加瀬真治は、三日間の行方不明の後、別人格となって発見された。医師の診断は脳の障害だというが、どんなに調べても、脳にその症状は出ていない。不仲で別居状態だった夫の変化に戸惑う妻の鳴海を置いて、真治は毎日散歩に出かける。
同じ時期、田舎町に似合わない凄惨な事件が起きる。老婆が家族を惨殺し自殺をするという事件で、一人生き残った孫娘も神経衰弱状態だという。その現場は酷く、老婆は自分で内臓を取り出したらしい痕跡が見られ、警官たちもゾッとする状態だっあt。
その後、町に奇病が流行り出す。ある特定の概念を失い、それについて理解出来なくなるというもので、それは真治の症状とも似ていた。医師の車田は頭を悩ませるが、その原因は分からない。

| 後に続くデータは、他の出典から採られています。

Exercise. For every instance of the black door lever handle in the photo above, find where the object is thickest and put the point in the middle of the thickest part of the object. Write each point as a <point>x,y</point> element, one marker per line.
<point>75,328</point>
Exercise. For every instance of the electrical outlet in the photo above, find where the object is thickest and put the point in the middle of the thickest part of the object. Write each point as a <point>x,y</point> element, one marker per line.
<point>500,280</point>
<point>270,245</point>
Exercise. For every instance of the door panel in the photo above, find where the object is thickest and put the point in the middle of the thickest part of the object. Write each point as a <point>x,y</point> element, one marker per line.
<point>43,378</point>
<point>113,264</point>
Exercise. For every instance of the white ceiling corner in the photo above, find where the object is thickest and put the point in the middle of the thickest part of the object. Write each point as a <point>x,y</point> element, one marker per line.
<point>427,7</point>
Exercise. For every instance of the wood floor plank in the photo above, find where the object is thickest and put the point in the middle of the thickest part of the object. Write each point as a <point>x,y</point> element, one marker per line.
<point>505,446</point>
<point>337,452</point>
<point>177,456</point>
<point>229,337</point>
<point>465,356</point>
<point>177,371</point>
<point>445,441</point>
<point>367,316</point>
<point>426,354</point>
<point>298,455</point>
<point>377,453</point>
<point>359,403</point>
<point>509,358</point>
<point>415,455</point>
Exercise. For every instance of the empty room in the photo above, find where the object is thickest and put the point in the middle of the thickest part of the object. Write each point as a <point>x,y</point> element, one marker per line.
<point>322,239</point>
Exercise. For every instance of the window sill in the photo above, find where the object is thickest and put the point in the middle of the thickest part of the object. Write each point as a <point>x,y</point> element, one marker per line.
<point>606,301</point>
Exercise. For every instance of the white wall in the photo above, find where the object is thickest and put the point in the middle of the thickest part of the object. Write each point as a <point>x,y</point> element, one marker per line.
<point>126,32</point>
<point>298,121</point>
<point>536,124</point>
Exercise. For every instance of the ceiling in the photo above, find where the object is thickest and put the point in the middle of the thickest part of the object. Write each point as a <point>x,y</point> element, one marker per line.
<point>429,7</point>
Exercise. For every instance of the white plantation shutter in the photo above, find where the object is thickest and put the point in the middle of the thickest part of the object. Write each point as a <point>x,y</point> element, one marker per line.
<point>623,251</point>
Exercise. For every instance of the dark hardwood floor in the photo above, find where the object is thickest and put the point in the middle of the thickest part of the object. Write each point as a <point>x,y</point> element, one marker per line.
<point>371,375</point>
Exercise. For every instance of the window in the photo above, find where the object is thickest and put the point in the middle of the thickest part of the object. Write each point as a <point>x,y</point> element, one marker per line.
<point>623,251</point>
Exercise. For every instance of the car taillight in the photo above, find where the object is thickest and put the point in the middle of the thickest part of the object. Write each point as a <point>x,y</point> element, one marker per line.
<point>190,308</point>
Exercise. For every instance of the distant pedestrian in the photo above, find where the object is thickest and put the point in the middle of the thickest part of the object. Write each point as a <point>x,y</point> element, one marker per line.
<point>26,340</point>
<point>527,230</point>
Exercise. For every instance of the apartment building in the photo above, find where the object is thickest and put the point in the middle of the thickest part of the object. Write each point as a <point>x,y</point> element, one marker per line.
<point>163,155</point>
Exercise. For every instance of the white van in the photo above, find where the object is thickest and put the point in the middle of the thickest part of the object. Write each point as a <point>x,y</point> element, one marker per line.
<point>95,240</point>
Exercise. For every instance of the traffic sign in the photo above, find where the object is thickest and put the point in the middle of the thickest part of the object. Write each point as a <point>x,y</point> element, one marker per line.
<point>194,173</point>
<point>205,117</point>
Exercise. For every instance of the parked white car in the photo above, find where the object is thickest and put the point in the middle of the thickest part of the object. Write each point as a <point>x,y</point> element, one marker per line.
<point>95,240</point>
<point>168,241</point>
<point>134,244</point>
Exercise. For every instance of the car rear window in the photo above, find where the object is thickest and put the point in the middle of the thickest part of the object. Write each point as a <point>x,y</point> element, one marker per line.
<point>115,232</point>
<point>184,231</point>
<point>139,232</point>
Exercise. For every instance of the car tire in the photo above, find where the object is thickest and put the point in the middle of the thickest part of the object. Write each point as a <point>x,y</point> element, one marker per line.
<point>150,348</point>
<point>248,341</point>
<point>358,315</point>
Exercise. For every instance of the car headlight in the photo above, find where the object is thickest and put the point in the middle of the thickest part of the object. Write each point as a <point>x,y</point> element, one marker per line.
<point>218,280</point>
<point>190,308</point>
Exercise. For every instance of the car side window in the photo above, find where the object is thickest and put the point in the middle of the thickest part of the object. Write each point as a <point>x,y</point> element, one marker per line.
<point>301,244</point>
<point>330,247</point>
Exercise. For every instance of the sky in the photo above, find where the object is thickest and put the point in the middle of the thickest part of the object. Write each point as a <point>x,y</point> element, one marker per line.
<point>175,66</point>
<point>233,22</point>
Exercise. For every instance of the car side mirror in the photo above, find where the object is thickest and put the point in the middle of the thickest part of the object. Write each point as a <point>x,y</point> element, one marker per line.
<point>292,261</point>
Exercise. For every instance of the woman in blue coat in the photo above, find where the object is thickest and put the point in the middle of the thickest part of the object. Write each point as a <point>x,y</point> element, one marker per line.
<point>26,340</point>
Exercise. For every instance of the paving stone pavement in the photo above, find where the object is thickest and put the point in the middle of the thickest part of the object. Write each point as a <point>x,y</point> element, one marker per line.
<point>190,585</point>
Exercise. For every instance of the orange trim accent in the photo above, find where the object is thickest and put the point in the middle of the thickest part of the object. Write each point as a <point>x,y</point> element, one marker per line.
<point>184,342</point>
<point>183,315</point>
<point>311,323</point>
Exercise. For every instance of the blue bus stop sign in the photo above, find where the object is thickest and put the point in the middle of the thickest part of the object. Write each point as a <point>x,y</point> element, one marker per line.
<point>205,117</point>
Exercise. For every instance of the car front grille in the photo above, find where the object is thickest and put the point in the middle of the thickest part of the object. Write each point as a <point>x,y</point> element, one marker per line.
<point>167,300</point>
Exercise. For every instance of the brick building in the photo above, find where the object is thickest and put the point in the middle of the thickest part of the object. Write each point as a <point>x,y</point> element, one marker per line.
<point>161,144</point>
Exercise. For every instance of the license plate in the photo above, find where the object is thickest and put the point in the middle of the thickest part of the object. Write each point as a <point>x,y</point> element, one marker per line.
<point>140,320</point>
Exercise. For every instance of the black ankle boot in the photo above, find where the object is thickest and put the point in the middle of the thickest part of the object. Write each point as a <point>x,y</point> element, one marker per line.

隣国との軍事的な緊張が高まる中、その時代の空気と相まって、町は不穏な空気をかもし出していた。この町は同盟国の大規模な基地がある、戦略的に重要な土地だ。政治的な関心からこの町を取材していた桜井は、天野という少年に出会う。桜井は、自分を”宇宙人”と呼び、誰も信じないような事を話し出す。そして・・・。
後は舞台を観て下さいね。
先に映画を観てから、この舞台を観たのですが、申し訳ない、完璧に舞台の方が良いと思いました。やっぱり、これ、元々が舞台の作品なので、こちらの方が良いのは当たり前なのですが。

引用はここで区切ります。